“That’s an awfully cold-blooded way of looking at marriage,” I remonstrated.
“Is it?” she asked indifferently. “Well, youve been telling me I’m cold-blooded anyway. I may as well be cold-blooded profitably.”
“If that’s the way you feel I don’t understand what we’re doing here at this moment. I’d have thought you’d have picked a more profitable lover.”
She was unruffled. “You didnt think about it at all. If you had, you would have seen I could hardly encourage any of the men from the class into which I intend to marry. Great ladies can laugh at gossip, but the faintest whisper about someone like me would be damaging. Scandal would be unavoidable if I appeared to be anything in this house but a chilly prude.”
An appearance not too deceitful, I considered, sickly jealous at the thought of men who might have been in my place if they had been as anonymous, as inconsequential as I. But this writhing jealousy was little more painful than my frustration at having been made a convenience, a trial experiment. Almost anyone of equal unimportance, anyone who was not a fellow-servant or a familiar in the house would have done as well as I, anyone unlikely ever to come face to face with Mrs Smythe, much less talk to her.
Looking back, trying to recapture for a moment that vanished past, I have a sad, quizzical welling of pity for the girl Tirzah and the boy Hodge. How gravely we took our moral and political differences; how lightly the flying moments of union. We said and did all the wrong things, all the things which fostered the antagonism between us and none of the things which might have softened our youthful self-assurance. We wrangled and argued: Dewey and Lewis, Whig versus Populist, materialist against idealist, reality opposing principle.
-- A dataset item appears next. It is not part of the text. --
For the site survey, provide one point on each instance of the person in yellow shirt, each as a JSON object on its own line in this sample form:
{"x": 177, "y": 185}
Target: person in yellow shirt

It all seems so futile now; it all appeared so vital then.
Added to the almost unanimous distrust and hatred of all foreigners in the United States, we regarded the Confederates in particular as the cause of all our misfortunes. We not only blamed and feared them, but looked upon them as sinister, so Populist orators had a ready-made response every time they referred to the Whigs as Southron tools.
Contrary to the accepted view in the United States, I was sure the victors in the War of Southron Independence had been men of the highest probity, and the noblest among them was their second president. Yet I also knew that immediately after the Peace of Richmond less dedicated individuals became increasingly powerful in the new nation. As Sir John Dahlberg remarked, “Power tends to corrupt.”
From his first election in 1865 until his death ten years later, President Lee had been the prisoner of an increasingly strong and imperialistic congress. He had opposed the invasion and conquest of Mexico by the Confederacy, undertaken on the pretext of restoring order during the conflict between the republicans and the emperor. However he had too profound a respect for the constitutional processes to continue this opposition in the face of joint resolutions by the Confederate House and Senate.
Lee remained a symbol, but as the generation which had fought for independence died, the ideals he symbolized faded. Negro emancipation, enacted largely because of pressure from men like Lee, soon revealed itself as a device for obtaining the benefits of slavery without its obligations. The freedmen on both sides of the new border were without franchise, and for all practical purposes without civil rights. Yet while the old Union first restricted and then abolished immigration, the Confederacy encouraged it, making the newcomers subjects like the Latin-Americans who made up so much of the Southron population after the Confederacy expanded southward, limiting full citizenship to posterity of enfranchised residents in the Confederate States on July Fourth 1864.